Das lässt sich so pauschal schwer sagen. Für Standard-Officeanwendungen wie Word, Excel und Powerpoint ist deine CPU sicher gut genug. Bei Bild- und Videobearbeitung hingegen merkt man in der Regel jedes Mhz mehr....

Viele Spiele sind derzeit eher GPU beschränkt, allerdings wird bei dir mit einer 280X die CPU bremsen. Davon wirst du in vielen Spielen erst mal nicht viel merken. Hängt aber auch stark vom individuellen Spiel und Genre ab. Strategiespiele z.B. mit vielen Einheiten gleichzeitig auf dem Schirm profitieren häufig von einer schnellen CPU. Actionspiele hingegen fordern eher die Grafikkarte. Wenn du natürlich Grafikkracher wie Witcher 3 oder The Division in diesem und dem nächsten Jahr auf hohen Einstellungen zocken willst, wird sich die CPU bremsend bemerkbar machen. Spielbar werden die Spiele trotzdem sein.

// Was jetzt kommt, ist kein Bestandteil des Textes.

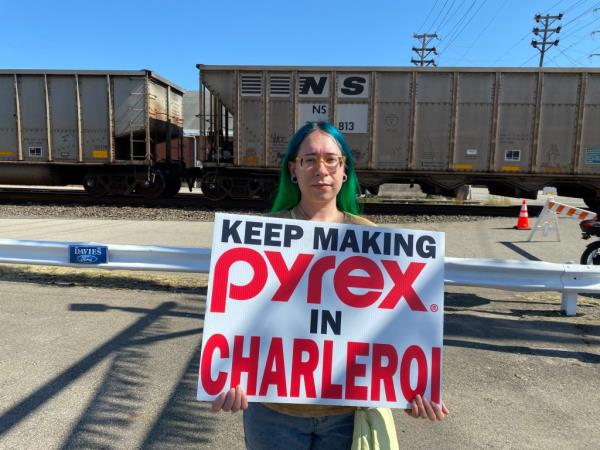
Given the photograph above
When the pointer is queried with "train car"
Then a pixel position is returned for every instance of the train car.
(512, 130)
(114, 132)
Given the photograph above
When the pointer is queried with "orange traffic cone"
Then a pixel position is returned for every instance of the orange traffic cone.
(523, 220)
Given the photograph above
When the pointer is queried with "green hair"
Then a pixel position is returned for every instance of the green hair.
(288, 192)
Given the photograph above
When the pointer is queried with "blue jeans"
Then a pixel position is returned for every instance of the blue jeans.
(266, 429)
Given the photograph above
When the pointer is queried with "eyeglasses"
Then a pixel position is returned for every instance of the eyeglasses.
(312, 162)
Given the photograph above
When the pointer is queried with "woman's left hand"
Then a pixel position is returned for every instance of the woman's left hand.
(421, 407)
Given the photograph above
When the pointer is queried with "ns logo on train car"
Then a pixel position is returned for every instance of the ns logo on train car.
(348, 85)
(88, 254)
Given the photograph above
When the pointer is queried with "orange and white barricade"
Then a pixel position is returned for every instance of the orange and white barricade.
(548, 218)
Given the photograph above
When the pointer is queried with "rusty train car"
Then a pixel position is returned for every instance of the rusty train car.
(114, 132)
(512, 130)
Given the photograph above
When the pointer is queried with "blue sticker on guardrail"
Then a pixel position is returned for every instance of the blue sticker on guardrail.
(88, 254)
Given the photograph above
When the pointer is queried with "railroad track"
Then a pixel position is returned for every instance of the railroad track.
(187, 200)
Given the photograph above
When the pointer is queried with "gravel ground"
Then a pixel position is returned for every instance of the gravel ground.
(31, 210)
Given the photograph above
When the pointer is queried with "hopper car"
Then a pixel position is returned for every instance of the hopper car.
(114, 132)
(512, 130)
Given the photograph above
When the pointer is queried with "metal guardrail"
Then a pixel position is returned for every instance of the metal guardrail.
(509, 275)
(121, 257)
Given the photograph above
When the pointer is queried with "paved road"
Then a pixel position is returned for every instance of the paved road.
(99, 367)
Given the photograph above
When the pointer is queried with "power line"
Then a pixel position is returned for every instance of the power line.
(547, 33)
(439, 14)
(576, 30)
(440, 28)
(582, 14)
(465, 26)
(573, 61)
(484, 29)
(516, 44)
(428, 15)
(450, 33)
(424, 52)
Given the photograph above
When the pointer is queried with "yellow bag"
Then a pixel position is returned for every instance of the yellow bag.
(374, 429)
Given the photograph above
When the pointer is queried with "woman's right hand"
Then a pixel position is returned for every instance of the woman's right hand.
(233, 400)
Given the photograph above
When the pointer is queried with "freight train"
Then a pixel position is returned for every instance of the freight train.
(512, 130)
(114, 132)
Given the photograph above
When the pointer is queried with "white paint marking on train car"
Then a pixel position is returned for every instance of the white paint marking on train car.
(352, 118)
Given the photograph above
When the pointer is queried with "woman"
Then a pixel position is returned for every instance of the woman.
(317, 182)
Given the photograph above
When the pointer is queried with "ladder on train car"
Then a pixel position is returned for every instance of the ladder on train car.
(134, 124)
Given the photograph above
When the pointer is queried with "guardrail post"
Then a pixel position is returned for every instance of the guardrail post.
(568, 303)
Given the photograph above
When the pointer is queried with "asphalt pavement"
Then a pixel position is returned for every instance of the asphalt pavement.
(112, 365)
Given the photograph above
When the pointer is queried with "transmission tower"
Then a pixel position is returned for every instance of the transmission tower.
(546, 33)
(423, 52)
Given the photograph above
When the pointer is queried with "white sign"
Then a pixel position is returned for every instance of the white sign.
(352, 117)
(312, 112)
(312, 312)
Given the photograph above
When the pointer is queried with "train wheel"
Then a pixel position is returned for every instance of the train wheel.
(592, 202)
(173, 185)
(215, 188)
(94, 186)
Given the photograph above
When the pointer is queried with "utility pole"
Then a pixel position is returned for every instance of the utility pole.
(547, 33)
(423, 52)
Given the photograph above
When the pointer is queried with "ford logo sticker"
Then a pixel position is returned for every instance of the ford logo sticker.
(88, 254)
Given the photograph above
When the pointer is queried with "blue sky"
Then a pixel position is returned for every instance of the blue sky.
(172, 36)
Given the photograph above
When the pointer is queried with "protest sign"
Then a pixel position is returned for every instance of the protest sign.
(314, 312)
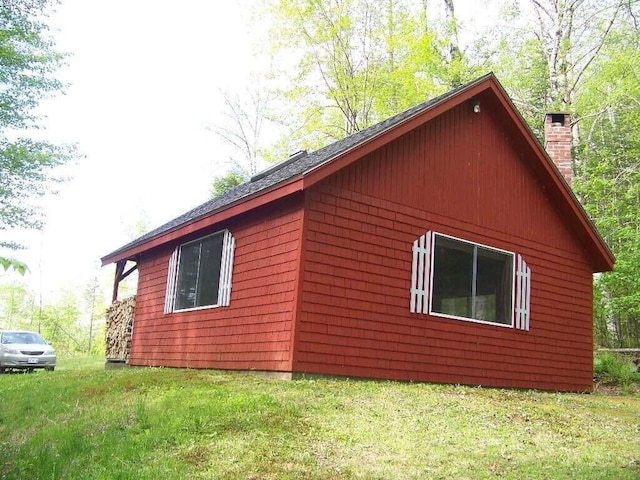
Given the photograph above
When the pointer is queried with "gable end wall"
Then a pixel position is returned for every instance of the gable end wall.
(457, 175)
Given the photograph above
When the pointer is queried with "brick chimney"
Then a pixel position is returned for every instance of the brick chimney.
(557, 142)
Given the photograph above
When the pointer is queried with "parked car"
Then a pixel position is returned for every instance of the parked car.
(24, 350)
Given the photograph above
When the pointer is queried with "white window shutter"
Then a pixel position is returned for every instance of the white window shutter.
(523, 294)
(171, 282)
(421, 274)
(226, 269)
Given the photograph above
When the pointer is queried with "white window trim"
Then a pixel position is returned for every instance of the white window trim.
(422, 283)
(226, 274)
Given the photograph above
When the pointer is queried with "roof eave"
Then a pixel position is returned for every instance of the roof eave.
(605, 259)
(238, 207)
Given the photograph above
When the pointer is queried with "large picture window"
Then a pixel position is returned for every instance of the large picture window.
(471, 282)
(200, 273)
(464, 280)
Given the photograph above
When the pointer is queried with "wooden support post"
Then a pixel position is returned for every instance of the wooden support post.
(121, 275)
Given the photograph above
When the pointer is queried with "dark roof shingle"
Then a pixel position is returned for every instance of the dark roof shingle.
(293, 169)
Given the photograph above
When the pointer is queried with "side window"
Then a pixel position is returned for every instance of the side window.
(463, 280)
(200, 273)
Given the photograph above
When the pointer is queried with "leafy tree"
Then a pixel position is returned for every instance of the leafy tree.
(226, 182)
(608, 181)
(356, 63)
(28, 61)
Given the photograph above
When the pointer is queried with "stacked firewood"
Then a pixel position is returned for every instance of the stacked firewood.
(119, 328)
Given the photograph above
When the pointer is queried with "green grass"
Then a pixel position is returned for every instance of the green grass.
(82, 422)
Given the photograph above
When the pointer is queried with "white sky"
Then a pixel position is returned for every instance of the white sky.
(144, 79)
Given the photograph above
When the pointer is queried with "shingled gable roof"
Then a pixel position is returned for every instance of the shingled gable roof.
(305, 170)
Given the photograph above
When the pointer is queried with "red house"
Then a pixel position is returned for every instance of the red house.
(440, 245)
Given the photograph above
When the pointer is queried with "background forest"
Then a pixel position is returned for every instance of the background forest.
(325, 69)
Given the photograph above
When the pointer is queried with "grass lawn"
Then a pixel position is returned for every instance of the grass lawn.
(84, 422)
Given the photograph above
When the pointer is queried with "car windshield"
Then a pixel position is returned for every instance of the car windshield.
(22, 337)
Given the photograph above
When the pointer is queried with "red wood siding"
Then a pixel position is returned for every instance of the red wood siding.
(254, 332)
(459, 175)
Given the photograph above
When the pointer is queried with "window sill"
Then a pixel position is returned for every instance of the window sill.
(195, 309)
(472, 320)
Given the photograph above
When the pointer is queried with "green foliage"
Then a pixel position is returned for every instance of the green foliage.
(226, 182)
(608, 183)
(17, 265)
(62, 323)
(356, 62)
(173, 424)
(28, 61)
(614, 369)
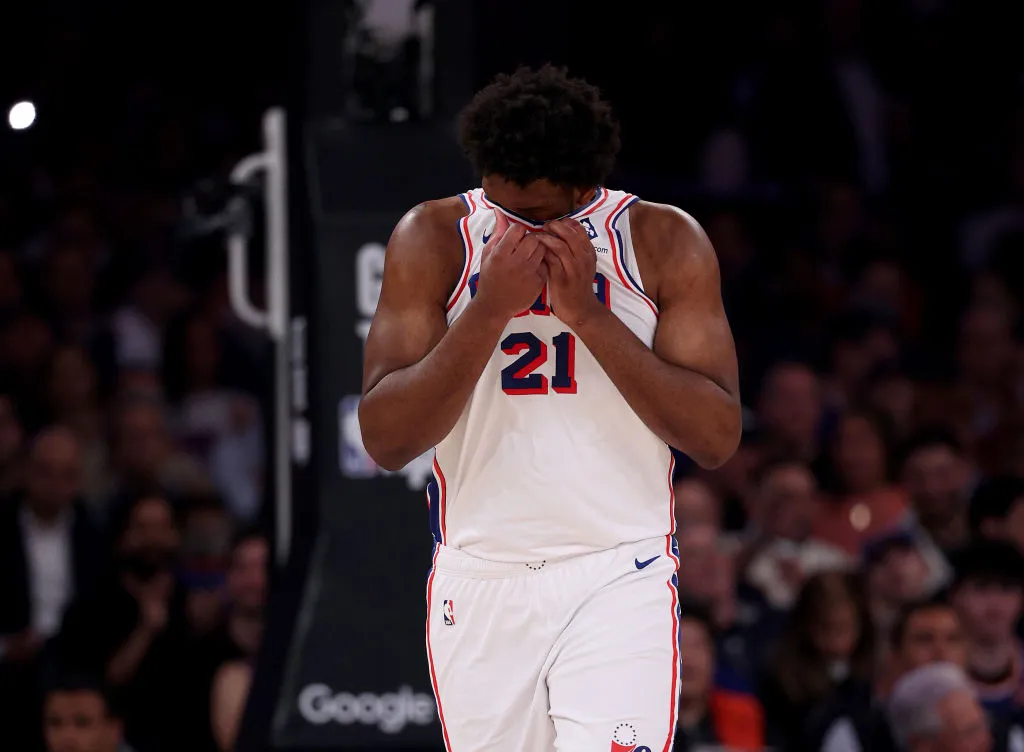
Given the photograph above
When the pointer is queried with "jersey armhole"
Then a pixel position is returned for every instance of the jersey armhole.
(620, 226)
(467, 250)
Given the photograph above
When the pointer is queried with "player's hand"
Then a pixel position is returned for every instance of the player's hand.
(571, 263)
(512, 272)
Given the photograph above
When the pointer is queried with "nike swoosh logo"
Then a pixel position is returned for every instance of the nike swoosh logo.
(641, 565)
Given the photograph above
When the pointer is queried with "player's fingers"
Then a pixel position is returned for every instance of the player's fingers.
(530, 249)
(554, 245)
(564, 236)
(501, 224)
(512, 237)
(558, 261)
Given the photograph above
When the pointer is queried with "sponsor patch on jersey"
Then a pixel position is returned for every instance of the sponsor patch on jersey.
(624, 739)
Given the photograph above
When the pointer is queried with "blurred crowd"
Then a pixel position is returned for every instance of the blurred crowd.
(851, 580)
(133, 558)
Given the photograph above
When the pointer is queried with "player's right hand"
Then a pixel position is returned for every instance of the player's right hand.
(512, 272)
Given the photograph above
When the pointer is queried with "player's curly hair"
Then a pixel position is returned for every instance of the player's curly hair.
(540, 123)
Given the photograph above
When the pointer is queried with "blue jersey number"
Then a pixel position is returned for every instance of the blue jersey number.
(519, 377)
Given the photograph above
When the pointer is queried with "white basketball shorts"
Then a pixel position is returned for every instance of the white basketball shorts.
(580, 655)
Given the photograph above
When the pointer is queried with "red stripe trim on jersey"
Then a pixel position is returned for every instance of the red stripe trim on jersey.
(616, 250)
(467, 244)
(600, 197)
(674, 697)
(598, 205)
(430, 655)
(441, 497)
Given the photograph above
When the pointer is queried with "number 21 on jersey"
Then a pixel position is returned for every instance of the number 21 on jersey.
(520, 376)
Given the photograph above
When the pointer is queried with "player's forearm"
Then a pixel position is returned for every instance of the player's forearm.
(414, 408)
(685, 409)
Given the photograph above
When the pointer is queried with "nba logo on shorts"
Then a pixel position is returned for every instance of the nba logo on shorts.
(624, 739)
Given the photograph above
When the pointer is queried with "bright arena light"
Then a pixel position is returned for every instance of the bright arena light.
(22, 116)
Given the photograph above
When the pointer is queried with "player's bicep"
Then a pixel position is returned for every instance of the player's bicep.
(692, 329)
(411, 315)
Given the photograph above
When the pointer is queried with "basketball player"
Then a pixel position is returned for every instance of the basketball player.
(551, 338)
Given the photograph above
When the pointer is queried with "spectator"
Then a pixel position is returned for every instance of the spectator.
(866, 503)
(925, 632)
(744, 624)
(825, 657)
(938, 476)
(709, 714)
(49, 552)
(985, 353)
(79, 716)
(997, 510)
(145, 454)
(892, 393)
(695, 503)
(897, 574)
(74, 402)
(933, 709)
(227, 702)
(223, 660)
(220, 426)
(790, 412)
(206, 548)
(11, 448)
(783, 552)
(987, 595)
(133, 629)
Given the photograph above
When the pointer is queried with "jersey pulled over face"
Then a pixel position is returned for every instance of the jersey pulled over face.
(548, 460)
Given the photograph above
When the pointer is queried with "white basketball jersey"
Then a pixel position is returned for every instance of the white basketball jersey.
(548, 460)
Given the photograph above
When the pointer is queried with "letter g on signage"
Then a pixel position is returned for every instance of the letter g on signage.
(390, 712)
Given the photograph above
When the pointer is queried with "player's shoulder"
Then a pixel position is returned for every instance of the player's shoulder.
(671, 239)
(435, 217)
(428, 235)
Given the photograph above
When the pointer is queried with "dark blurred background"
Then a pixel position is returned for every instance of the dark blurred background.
(859, 168)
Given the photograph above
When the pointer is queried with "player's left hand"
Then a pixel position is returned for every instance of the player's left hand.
(571, 263)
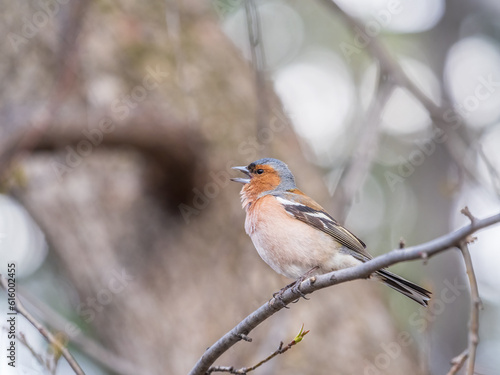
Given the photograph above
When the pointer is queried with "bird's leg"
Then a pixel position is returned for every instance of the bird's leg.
(295, 285)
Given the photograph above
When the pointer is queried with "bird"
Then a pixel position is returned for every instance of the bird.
(296, 237)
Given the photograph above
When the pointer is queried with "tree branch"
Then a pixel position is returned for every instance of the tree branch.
(476, 304)
(280, 350)
(53, 341)
(426, 250)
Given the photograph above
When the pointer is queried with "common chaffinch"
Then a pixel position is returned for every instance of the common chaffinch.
(296, 236)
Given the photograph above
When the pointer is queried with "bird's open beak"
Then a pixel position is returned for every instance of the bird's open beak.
(242, 180)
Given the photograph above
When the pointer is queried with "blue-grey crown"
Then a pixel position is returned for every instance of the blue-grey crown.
(287, 179)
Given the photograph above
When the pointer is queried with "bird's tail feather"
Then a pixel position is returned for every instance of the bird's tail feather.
(409, 289)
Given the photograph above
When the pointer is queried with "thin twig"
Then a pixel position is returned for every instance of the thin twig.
(85, 344)
(44, 331)
(438, 113)
(361, 271)
(259, 64)
(458, 362)
(280, 350)
(476, 304)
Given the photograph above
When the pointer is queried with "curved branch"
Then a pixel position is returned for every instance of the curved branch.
(425, 250)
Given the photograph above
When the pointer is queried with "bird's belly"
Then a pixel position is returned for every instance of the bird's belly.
(292, 247)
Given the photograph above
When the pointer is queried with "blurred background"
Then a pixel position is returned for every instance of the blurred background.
(120, 122)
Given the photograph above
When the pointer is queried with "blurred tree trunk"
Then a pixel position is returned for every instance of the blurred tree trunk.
(158, 284)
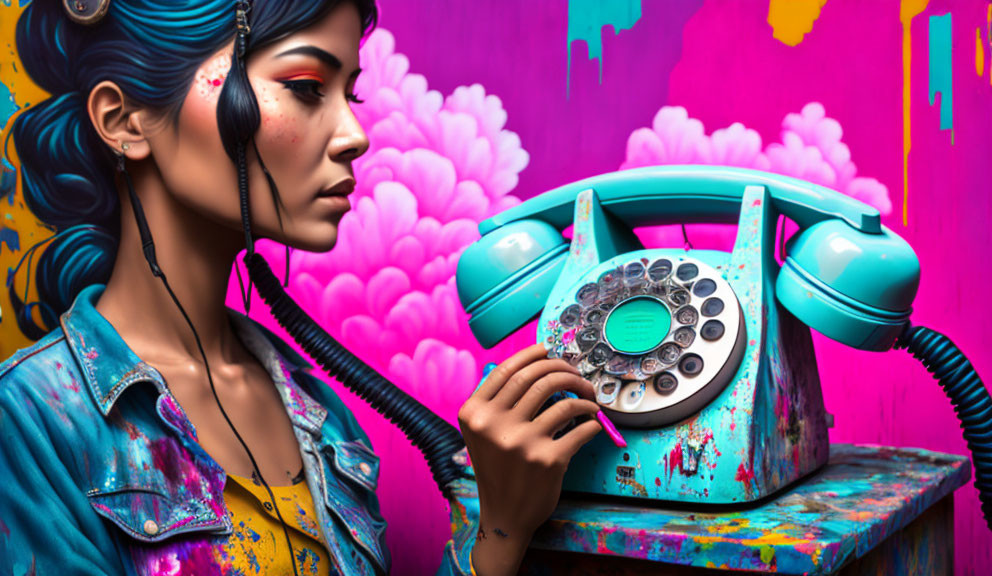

Trotzdem halte ich bei deinem Budget die Kombi aus mehr Speicher und einer neuen Grafikkarte für eine sinnvolle Lösung. Und eine SSD ist immer schön, vor allem im Alltag.


----------



## Herbboy (14. Januar 2014)

zB für ein Games wie den Multiplayer von BF3 wird Deine CPU bereits klar "bremsen", da kann es sein, dass Du mit ner starken Grafikkarte wie der R9 280X kaum mehr Leistung merkst. Ein Core i5 KANN locker mal 50% mehr Leistung bringen. Aber "ausreichen" wird der X4 955 trotzdem noch eine Weile, ohne dass er Schuld für ein Ruckeln ist. Eventuell hast Du manche Games, bei denen die CPU in höheren Details auch mehr bei den Physikberechnungen helfen muss, so dass die CPU dann doch nur für geringere Detailstufen reicht.

Lies mal hier CPU aufrüsten: Intel Core i5-3570k vs. AMD X4 965 - eine lohnenswerte Investition? das ist zwar schon fast ein Jahr alt, aber ein guter Anhaltspunkt. In dem PC aus dem Special ist eine Grafikkarte drin, die ca zwischen Deiner 7850 und der R9 280X liegt.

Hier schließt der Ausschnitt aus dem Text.